FILE PHOTO: An oil pump is seen just after sunset outside Saint-Fiacre, near Paris, France September 17, 2019. REUTERS/Christian Hartmann/File Photo
Brent futures LCOc1 were down 21 cents, or 0.3%, at $64.18 per barrel by 0731 GMT, after gaining about 3% last week on the news that OPEC and its allies would deepen output cuts.
West Texas Intermediate oil futures CLc1 were down 30 cents, or 0.5% to $58.90 a barrel, having risen about 7% last week on the prospects for lower production from ‘OPEC+’, which is made up of the Organization of the Petroleum Exporting Countries (OPEC) and associated producers including Russia.
Monday’s sudden chill came after customs data released on Sunday showed exports from the world’s second-biggest economy in November fell 1.1% from a year earlier, confounding expectations for a 1% rise in a Reuters poll.
The weak start to the week came despite data showing China’s crude imports jumped to a record, revealing just how deep jitters are embedded in the market over the U.S.-China trade row that has stymied global growth and oil demand.
“China is clearly not immune to either the U.S. trade tariffs, or the lingering slowdown in the broader global economy,” said Jeffrey Halley, senior market analyst at OANDA.
Washington and Beijing have been trying to agree a trade deal that will end tit-for-tat tariffs, but talks have dragged on for months as they wrangle over key details.
Beijing hopes an agreement with the United States can be reached as soon as possible, China’s Assistant Commerce Minister Ren Hongbin said on Monday.Monday’s declines also went against signs on Friday that China was easing its stance on resolving its trade dispute with the United States, confirming that it was waiving import tariffs for some soybean and pork shipments.
The price drops also put an end to a strong run in previous sessions fueled by hopes for the OPEC+ production curb deal.

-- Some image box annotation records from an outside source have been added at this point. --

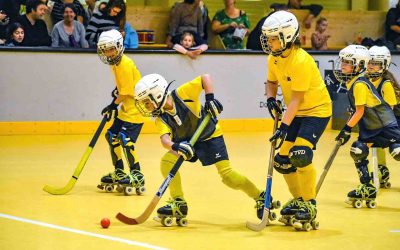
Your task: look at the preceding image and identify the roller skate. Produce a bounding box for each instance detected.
[279,197,303,226]
[118,169,146,195]
[378,165,392,188]
[97,168,126,193]
[255,191,281,221]
[154,197,188,227]
[346,183,376,208]
[293,199,319,232]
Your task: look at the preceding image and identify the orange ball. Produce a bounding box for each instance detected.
[100,218,110,228]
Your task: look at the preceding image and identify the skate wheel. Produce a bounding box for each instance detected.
[124,187,133,195]
[353,200,362,208]
[176,218,187,227]
[105,185,114,193]
[366,201,376,208]
[311,220,319,230]
[268,212,276,220]
[161,217,172,227]
[136,186,146,195]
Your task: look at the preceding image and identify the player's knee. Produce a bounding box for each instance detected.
[389,142,400,161]
[350,141,369,163]
[274,154,296,174]
[289,146,314,168]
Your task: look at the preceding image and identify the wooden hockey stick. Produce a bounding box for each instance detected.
[43,116,107,195]
[115,114,211,225]
[246,113,279,232]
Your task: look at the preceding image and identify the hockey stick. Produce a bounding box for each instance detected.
[246,114,279,232]
[316,141,342,194]
[115,114,211,225]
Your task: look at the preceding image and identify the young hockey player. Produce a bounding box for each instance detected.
[366,46,400,188]
[334,45,400,208]
[135,74,272,226]
[97,30,145,195]
[260,11,332,231]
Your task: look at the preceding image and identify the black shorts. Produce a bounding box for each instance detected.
[108,118,143,143]
[190,135,229,166]
[285,116,330,149]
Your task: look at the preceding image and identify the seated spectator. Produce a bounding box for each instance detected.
[86,0,126,47]
[270,0,323,29]
[311,17,331,50]
[165,0,204,48]
[51,3,89,48]
[173,32,208,59]
[17,0,51,46]
[211,0,250,49]
[6,22,25,46]
[385,1,400,49]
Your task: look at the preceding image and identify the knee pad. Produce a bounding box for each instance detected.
[274,154,296,174]
[289,146,314,168]
[350,141,369,163]
[389,143,400,161]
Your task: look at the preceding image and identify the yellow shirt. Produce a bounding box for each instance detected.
[267,48,332,117]
[371,78,397,106]
[111,55,144,123]
[156,76,222,138]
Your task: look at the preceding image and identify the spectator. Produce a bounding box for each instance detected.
[17,0,51,46]
[50,0,87,24]
[385,1,400,49]
[173,32,208,59]
[270,0,323,29]
[6,22,25,46]
[165,0,204,48]
[86,0,126,47]
[51,3,89,48]
[311,17,331,50]
[211,0,250,49]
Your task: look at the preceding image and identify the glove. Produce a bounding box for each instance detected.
[267,97,282,119]
[101,102,118,121]
[204,93,224,119]
[335,124,352,145]
[269,123,289,149]
[172,141,194,161]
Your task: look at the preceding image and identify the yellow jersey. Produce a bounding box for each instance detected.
[267,48,332,117]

On Friday, those producers agreed to deepen their output cuts from 1.2 million barrels per day (bpd) to 1.7 million bpd, representing about 1.7% of global production.
“This decision crystallizes an important shift in strategy to managing short-term physical imbalances rather than trying to correct perceived long-term imbalances through open-ended commitments,” Goldman Sachs said in a note.
Still, U.S. production has surged since the OPEC+ cuts were first introduced in 2017 in an attempt to drain a supply glut that had long weighed on prices. American output has risen even as the drill count has fallen, reflecting more efficient well extraction.
Energy services firm Baker Hughes said in its closely watched weekly drilling report on Friday that the U.S. drill count fell in the week to Dec. 6 – a seventh week of decline.
Drilling companies cut five oil rigs, leaving a total of 661, the lowest since April 2017.